Financial Planning for Longevity, Including Long-Term-Care Planning
Getting old is an expensive proposition, and the older one becomes, the more costly it becomes. With longer life expectancies come increased concerns about health and mobility, retirement income and overall financial well-being. Arrangements for living and mobility are among the key expenditures people over the age of 65 will likely need to fund, at some point in their lives. It can be helpful to seek out financial planning services focused on longevity issues — including budgeting assistance, retirement asset planning, and the provision of longevity and long-term-care insurance.
We created U.S. Trust’s ElderCare Services to address specific planning issues related to aging. We can provide support and guidance to help you make these complex decisions.
1 “Nobody told me there would be days like these,” The Hartford, April 2010.
Any information presented about tax considerations affecting client financial transactions or arrangements is not intended as tax advice and should not be relied upon for the purpose of avoiding any tax penalties. Neither U.S. Trust and its representatives nor its advisors provide tax, accounting or legal advice. Clients should review any planned financial transactions or arrangements that may have tax, accounting or legal implications with their personal professional advisors.

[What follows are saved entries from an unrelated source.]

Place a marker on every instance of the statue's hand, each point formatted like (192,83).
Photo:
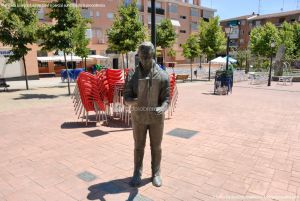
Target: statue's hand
(159,110)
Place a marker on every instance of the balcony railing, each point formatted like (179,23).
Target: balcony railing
(159,11)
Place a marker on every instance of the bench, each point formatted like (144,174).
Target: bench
(182,77)
(3,84)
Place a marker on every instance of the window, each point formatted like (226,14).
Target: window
(110,16)
(85,13)
(92,52)
(194,26)
(41,53)
(41,14)
(157,4)
(89,33)
(42,64)
(173,8)
(158,19)
(99,33)
(281,20)
(194,12)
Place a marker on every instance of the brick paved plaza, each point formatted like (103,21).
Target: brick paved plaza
(247,147)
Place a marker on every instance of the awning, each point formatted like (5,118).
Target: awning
(97,57)
(175,23)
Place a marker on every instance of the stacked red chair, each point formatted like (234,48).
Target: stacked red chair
(101,93)
(89,92)
(173,94)
(114,78)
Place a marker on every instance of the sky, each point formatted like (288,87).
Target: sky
(234,8)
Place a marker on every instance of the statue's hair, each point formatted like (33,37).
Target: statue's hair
(147,45)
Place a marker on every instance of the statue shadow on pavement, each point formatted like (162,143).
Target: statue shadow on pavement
(118,186)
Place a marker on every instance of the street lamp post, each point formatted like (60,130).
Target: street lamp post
(270,70)
(227,31)
(153,28)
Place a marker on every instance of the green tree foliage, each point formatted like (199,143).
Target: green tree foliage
(81,41)
(211,37)
(296,27)
(286,35)
(191,50)
(63,34)
(18,28)
(261,38)
(127,32)
(171,53)
(165,35)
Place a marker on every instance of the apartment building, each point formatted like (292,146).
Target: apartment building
(184,15)
(241,26)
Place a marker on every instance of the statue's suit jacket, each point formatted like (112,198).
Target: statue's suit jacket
(154,91)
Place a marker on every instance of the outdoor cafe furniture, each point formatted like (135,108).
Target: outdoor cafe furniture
(258,78)
(103,92)
(223,81)
(285,80)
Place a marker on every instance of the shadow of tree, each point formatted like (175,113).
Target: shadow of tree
(35,96)
(98,191)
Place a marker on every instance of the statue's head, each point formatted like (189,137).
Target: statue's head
(146,53)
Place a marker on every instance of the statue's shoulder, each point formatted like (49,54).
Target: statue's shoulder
(163,74)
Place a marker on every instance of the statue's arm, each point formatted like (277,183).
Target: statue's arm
(128,93)
(164,95)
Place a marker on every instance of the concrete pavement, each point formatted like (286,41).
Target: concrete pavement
(247,148)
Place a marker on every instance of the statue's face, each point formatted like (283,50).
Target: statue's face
(146,57)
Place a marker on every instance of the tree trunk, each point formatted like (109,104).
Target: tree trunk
(247,65)
(67,73)
(127,59)
(191,70)
(25,70)
(163,56)
(209,65)
(72,61)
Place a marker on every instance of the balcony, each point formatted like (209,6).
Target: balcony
(159,11)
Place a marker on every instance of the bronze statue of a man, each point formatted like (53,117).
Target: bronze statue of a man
(147,91)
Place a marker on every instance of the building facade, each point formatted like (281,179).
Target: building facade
(242,26)
(184,15)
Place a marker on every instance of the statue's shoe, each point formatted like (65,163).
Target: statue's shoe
(135,181)
(156,181)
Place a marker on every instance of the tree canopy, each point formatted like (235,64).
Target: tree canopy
(18,28)
(261,39)
(61,35)
(191,48)
(126,32)
(165,34)
(286,35)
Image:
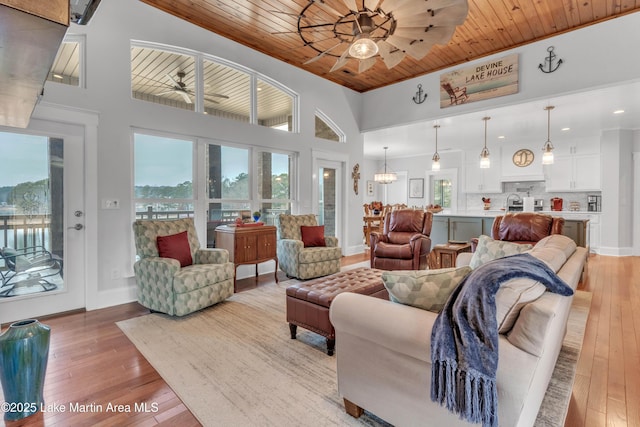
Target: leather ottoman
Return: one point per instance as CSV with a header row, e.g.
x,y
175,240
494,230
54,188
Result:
x,y
308,302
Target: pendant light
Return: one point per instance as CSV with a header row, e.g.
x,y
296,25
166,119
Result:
x,y
485,162
385,177
547,156
435,160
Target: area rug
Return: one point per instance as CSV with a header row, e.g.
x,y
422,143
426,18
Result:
x,y
234,364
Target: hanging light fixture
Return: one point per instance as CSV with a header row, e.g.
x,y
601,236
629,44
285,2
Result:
x,y
547,156
485,162
435,160
385,177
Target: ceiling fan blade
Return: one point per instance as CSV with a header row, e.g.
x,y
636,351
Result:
x,y
185,96
390,55
447,17
410,46
331,11
344,58
321,54
434,35
173,80
371,4
351,4
409,8
365,64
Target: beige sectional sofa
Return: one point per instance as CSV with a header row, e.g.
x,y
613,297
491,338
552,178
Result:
x,y
384,361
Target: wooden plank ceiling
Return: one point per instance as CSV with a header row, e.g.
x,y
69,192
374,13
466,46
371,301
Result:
x,y
270,26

Always consult with your independent attorney, tax advisor, investment manager and insurance agent for final recommendations and before changing or implementing any financial, tax or estate planning strategy.
The 2013 U.S. Trust Insights on Wealth and Worth® survey is based on a nationwide survey of 711 high-net-worth and ultra-high-net-worth adults with at least $3 million in investable assets, not including the value of their primary residence. Among respondents, 37% have between $3 million and $5 million in investable assets, 31% have between $5 million and $10 million and 32% have $10 million or more. The survey was conducted online by the independent research firm Phoenix Marketing International in March 2013. Asset information was self-reported by the respondents. Verification for respondent qualification occurred at the panel company, using algorithms in place to ensure consistency of information provided, and was confirmed with questions from the survey itself. All data have been tested for statistical significance at the 95% confidence level.